It's John Tesh the pianist, composer and Peter Gabriel fan who is at Centennial Hall tomorrow night. "I've tried everything," says Tesh, who has a hit syndicated radio show, gold records, Emmys and PBS-TV specials in his resume. The U.S. entertainer plays Centennial Hall tomorrow at 7 p.m. The concert benefits the Autism Canada Foundation and Tesh's performance is part of a tour helping support his new album/DVD A Passionate Life (Warner).
"I really want to create an experience. That's why I love Peter Gabriel . . . and Cirque du Soleil," Tesh says from his California home.
Guest performers on the bill include London Mayor Anne Marie DeCicco-Best and husband Tim Best, who may sing a June Carter-Johnny Cash duet. They were originally going to be part of a charity event to support Autism Canada at the invitation of its president, Dave Patchell-Evans of London. After the London duo accepted, that event became tied to the Tesh concert. Others on the bill include the London-based Canadian Celtic Choir, London singer Jim Chapman and London harpist Jennifer White.

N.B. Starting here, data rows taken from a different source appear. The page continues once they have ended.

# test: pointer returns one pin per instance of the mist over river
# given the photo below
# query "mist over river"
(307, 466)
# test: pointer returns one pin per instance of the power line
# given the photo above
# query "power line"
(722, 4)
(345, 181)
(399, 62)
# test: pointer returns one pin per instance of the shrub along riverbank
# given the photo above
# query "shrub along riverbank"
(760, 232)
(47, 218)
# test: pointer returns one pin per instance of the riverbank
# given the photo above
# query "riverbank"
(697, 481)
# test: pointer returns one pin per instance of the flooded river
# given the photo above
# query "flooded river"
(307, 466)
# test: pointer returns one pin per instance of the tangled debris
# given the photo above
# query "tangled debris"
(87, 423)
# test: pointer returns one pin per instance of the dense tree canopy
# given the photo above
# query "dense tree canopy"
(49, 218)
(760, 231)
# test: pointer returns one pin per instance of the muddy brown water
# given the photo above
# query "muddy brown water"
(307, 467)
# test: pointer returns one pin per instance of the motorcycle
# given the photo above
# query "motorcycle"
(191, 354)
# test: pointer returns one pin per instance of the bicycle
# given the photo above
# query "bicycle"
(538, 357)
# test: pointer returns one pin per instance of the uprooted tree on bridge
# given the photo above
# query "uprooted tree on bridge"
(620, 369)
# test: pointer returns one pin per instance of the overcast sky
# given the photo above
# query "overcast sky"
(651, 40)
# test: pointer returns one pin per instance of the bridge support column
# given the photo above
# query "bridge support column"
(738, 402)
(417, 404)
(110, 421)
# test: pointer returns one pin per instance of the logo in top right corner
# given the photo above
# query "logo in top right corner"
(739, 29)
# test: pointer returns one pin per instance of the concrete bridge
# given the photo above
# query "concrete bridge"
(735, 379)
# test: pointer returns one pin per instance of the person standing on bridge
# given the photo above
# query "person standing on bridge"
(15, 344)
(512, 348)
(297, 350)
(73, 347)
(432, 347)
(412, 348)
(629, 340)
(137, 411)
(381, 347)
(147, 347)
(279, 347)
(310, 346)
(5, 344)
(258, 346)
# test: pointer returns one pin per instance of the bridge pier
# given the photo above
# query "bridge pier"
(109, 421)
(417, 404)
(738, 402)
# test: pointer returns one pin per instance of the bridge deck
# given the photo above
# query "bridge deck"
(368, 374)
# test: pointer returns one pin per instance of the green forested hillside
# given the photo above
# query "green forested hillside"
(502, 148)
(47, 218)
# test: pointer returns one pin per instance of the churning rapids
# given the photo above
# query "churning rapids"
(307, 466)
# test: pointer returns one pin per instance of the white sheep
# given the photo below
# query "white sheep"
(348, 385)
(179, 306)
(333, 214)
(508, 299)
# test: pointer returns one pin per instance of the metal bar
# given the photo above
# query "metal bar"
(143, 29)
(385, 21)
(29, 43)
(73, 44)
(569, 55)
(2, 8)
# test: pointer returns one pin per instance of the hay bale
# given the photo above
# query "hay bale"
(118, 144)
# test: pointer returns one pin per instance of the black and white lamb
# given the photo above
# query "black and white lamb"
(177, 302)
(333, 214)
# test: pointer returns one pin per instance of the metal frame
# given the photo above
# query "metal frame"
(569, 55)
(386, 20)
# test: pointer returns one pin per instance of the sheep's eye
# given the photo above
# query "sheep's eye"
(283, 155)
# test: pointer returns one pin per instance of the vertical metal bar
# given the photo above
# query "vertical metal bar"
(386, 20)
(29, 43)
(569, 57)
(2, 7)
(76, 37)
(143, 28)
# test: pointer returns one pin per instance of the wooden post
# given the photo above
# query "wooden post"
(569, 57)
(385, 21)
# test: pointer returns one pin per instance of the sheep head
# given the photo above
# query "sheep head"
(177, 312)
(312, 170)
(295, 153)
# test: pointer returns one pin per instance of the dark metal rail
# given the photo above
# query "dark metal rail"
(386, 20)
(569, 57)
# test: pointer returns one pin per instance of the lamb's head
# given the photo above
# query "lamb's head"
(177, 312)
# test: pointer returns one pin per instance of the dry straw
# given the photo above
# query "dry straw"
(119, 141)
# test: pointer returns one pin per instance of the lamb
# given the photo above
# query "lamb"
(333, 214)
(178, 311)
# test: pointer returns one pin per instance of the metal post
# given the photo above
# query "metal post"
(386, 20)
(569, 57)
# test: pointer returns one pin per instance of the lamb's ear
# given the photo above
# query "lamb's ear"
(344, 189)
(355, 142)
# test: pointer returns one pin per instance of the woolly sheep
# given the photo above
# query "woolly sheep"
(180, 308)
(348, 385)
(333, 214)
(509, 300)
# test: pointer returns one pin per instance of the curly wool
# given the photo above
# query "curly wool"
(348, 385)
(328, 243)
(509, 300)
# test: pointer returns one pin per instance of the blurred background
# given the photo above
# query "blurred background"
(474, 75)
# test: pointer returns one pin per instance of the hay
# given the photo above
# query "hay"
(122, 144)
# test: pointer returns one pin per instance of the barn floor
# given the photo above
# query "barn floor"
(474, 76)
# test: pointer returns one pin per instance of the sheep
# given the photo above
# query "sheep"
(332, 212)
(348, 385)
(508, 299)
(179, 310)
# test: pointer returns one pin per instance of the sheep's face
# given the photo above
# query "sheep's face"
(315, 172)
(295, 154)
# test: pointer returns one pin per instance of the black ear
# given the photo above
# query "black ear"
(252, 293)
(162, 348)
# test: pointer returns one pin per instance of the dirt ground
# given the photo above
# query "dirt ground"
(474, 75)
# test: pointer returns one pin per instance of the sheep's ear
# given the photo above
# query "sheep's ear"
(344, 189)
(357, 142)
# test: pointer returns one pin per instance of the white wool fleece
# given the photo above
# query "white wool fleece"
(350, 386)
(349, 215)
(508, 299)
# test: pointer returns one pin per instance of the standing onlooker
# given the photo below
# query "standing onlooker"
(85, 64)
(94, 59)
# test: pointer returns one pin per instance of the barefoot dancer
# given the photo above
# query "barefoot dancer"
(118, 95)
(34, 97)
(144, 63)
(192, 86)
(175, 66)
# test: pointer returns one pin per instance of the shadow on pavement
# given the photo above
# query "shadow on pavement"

Even with these and other London guests performing in the first half of the concert, Tesh may not have the elaborate stagecraft of Gabriel, the British rocker and activist, or the Montreal-based Cirque.
But he says he shares with them a belief a performance can be a transforming spectacle. Tesh encourages fans to reflect and make decisions about their own lives based on what they hear and feel at a Tesh concert. A response like "I'm not doing what God made me for" is fully appropriate, he says. "When you get that right, everything falls into place."
Perhaps surprisingly to some of their other fans, Tesh covers music by British rockers Sting and Phil Collins on A Passionate Life. "Sting's into music. It's a musician's concert . . . when you see Peter Gabriel, he's crazy," says the only British classic rock fan from North Carolina to have completed a 10-year stint -- 1986 to May 30, 1996 -- as co-host of TV's Entertainment Tonight.
The TV show gave Tesh the chance to meet some of the rock musicians he already admired, including Gabriel, but he had become a fan of such bands as Jethro Tull, Yes and Emerson, Lake & Palmer in the 1970s. Maybe it's not such a leap from the Tesh's memories of Yes star Rick Wakeman "playing six keyboards all at one time" to the lush textures and piano touches on A Passionate Life. Maybe.
Tesh's touring band includes a dancer/choreographer and a bass player who has worked with Stratford's Loreena McKennitt. Dance will play its part in the next Tesh special on PBS-TV which will blend hip-hop styles and ballet. "The point is that when you think hip hop, you think John Tesh," he jokes.
At this stage of his career, Tesh is perhaps better known as a radio star than a hip-hop dance expert. Intelligence For Your Life -- The John Tesh Radio Show is broadcast in the London market on 97.5 EZ Rock weeknights at 6 p.m. The show is billed as being packed with "real-life knowledge, random intelligence and expert advice," all surrounded by music.